Uh, nope you haven't. You've shown some numbers without context, and even those numbers are sketchy because of the factors I cited.
 
I don't care when your ancestors came. That they came at all is the problem--if they weren't Native Americans then they were thieves and/or the receivers of stolen goods, and so are you.
Strangely, I suspect if all us thieving Americans went back to Tanzania and settled in the only place we came from that we didn't "steal" from someone else, we'd still be accused of stealing it from the people who live there today.

Where can I live, under your silly idea, where I'm not a thief?
 
And at this point I think it should be made clear that the removals should be for the simple act of being in the US illegally, because no one's suggesting that criminals should be allowed to stay, right
I see it more as a comparitive cost analysis. How much do illegal aliens actually cost the US by using social services such as education, emergency rooms, etc versus how much will it cost us to increase enforcement to find and remove people who, other than being here without proper documentation, have violated no laws.

The fact is, once we have apprehended somebody for another crime, the additional costs of removal are comparable to incarceration, possibly even less. Therefore, if the arrested criminal is not here legally, it makes financial sense to remove them. However, increased enforcement of immigration to remove otherwise law-abiding illegals might end up costing us more than allowing them to stay.
 
So the original question is still lacking an answer. How often does removal happen compared to how many parents of US citizens are encountered?

No, the original question was: Should we amend the 14th Amendment to prevent Anchor Babies?
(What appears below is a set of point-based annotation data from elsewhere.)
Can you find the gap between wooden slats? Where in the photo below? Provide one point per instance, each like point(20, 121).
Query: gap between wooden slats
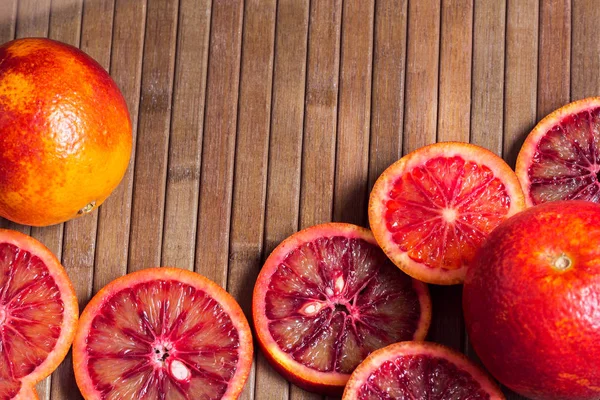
point(153, 135)
point(251, 158)
point(285, 149)
point(222, 90)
Which led to the obvious question: how many "anchor babies" are there?

So far, there has been no evidence provided that they exist. They appear to be a fiction of the conservative narrative. So, we have people trying to amend the Constitution to solve a problem that they made up. What about the real problems? Like the monsters under my daughter's bed, what will the GOP do about that!

The fact that the government does not deport/remove every illegal immigrant it comes into contact with is a red herring in this debate. I know you didn't start the conversation down that path, but it is tangentially related at best.
 
Uh, nope you haven't. You've shown some numbers without context, and even those numbers are sketchy because of the factors I cited.

Okay, do you have any numbers that we can take a look at? If you have any numbers that show that illegal immigrants are using "anchor babies" to stay in the country I really would like to see them.